An accusation that North Korea was meddling with Syria was brought forward by the US as well in an intelligence briefing in 2008.

The US report claimed that the North Korean regime had helped Syria with “covert nuclear activities”.

Syria dismissed the accusations as part of a campaign to discredit the government. 

In a statement, Damascus said: “The Syrian government regrets the campaign of lies and falsification by the U.S. administration against Syria, including allegations of nuclear activity.” 

The Israeli attack was first made public by Syria in the early hours of September 6, when it said it had repelled an incursion by Israeli warplanes.

The Israeli release, which Reuters said it has been unable to immediately verify, contains a black-and-white aerial photograph captioned “before the attack” and showing a box-like structure amid desert dunes with smaller outlying buildings.
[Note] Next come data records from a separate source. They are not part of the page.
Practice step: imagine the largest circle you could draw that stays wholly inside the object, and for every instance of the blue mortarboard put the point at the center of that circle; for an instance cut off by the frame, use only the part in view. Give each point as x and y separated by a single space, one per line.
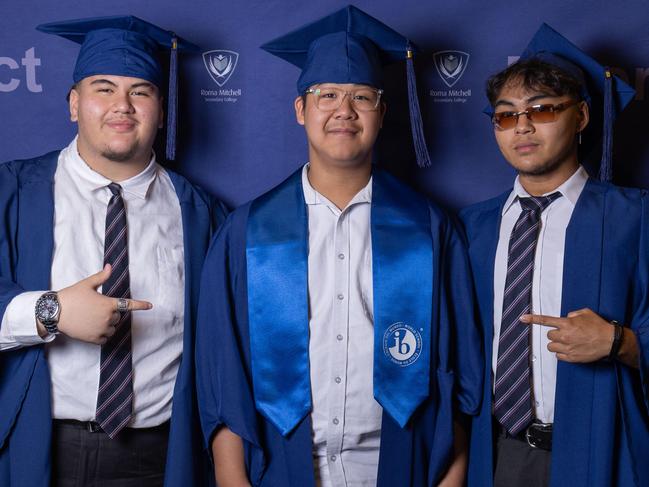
605 93
125 46
350 46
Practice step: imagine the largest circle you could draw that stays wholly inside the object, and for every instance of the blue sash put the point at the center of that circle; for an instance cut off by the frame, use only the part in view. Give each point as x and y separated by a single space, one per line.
277 266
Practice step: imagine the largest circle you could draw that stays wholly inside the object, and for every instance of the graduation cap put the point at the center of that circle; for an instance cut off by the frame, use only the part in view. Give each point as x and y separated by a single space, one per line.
350 46
125 46
605 93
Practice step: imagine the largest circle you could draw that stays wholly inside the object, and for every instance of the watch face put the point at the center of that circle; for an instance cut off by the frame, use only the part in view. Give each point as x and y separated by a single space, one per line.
47 308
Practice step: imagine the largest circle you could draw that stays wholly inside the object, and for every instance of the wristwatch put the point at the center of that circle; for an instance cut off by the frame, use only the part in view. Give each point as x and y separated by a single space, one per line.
48 310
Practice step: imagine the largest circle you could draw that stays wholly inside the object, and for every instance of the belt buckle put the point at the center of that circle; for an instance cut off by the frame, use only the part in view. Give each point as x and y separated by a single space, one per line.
533 440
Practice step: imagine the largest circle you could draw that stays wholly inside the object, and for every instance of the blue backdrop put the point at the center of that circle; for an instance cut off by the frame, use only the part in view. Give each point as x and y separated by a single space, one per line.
238 135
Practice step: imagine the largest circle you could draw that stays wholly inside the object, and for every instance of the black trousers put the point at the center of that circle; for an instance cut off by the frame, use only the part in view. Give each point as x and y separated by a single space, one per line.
520 465
136 458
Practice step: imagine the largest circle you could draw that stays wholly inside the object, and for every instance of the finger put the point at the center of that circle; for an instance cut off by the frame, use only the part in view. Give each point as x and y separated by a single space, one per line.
557 347
101 277
554 335
544 320
137 305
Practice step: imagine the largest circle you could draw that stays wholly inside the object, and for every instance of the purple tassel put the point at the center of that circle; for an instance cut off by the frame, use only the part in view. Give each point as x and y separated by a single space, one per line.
606 166
416 124
172 106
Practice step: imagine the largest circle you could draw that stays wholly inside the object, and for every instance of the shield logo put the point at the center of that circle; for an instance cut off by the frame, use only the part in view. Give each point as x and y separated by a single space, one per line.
451 65
220 64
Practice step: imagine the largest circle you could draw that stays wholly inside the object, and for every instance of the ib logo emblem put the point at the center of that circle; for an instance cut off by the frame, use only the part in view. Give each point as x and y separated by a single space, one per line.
402 344
451 65
220 64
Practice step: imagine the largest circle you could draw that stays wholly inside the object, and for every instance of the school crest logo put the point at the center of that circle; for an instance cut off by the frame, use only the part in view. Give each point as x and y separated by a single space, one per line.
220 64
402 344
451 65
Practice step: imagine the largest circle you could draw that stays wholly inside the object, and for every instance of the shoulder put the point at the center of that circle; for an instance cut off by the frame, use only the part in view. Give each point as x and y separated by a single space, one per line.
621 203
616 193
477 211
23 170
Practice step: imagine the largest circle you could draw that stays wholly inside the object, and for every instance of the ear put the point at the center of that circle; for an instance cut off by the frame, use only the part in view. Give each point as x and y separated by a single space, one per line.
299 109
74 104
583 116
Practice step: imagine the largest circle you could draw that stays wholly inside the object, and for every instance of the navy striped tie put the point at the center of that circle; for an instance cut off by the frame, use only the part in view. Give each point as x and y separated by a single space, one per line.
513 389
115 395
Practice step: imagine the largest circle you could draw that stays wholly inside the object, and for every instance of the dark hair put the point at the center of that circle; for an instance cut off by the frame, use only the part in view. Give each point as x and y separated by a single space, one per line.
536 75
73 87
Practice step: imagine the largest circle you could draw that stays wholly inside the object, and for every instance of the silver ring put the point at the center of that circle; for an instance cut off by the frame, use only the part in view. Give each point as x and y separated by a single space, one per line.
122 305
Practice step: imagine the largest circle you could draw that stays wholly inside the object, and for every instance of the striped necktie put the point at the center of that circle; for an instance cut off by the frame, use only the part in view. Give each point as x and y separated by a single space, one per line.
115 395
513 389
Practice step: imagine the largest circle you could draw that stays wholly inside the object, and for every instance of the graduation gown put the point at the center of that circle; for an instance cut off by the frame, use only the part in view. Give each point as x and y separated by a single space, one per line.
26 245
601 425
415 455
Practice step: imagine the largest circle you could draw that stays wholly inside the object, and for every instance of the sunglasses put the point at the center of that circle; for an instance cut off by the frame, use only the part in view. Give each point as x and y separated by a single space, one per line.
536 114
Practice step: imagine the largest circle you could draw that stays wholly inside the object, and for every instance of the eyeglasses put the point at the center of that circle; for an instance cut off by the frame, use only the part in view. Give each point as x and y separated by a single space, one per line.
535 114
330 99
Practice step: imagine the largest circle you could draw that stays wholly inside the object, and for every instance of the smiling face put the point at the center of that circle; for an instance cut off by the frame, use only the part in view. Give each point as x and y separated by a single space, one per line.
118 118
343 137
539 149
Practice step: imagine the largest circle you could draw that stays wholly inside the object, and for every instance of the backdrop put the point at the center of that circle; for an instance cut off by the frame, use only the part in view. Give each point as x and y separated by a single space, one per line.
238 135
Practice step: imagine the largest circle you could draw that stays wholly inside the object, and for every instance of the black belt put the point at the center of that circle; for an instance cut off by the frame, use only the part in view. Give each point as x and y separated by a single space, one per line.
536 435
93 426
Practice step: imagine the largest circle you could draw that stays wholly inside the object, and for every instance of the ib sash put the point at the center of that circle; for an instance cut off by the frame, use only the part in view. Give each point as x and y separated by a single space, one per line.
277 266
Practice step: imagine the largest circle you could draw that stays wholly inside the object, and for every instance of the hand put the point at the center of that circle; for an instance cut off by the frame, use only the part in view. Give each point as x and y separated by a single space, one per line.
583 336
90 316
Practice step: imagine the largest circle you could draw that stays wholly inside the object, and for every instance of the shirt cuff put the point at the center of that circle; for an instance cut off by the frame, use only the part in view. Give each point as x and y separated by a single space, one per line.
19 326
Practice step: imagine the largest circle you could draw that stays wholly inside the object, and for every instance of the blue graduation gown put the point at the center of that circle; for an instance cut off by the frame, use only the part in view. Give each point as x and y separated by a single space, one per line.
601 425
416 455
26 245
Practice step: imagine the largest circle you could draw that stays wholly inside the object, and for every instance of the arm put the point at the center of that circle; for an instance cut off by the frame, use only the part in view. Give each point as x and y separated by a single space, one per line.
224 391
86 314
229 467
583 336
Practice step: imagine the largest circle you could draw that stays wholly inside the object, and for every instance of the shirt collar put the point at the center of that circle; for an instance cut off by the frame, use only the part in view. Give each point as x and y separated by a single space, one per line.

A series of black-and-white videos, taken above the target, shows the structure in cross-hairs. 

A male voice is heard counting down three seconds, a cloud of black smoke rises from the structure as it explodes.

Other footage appears to show the aftermath – a smouldering hole in the ground.

Israel’s release came ahead of the publication of a memoir by the then Israeli Prime Minister Ehud Olmert containing a recount of the 2007 strike.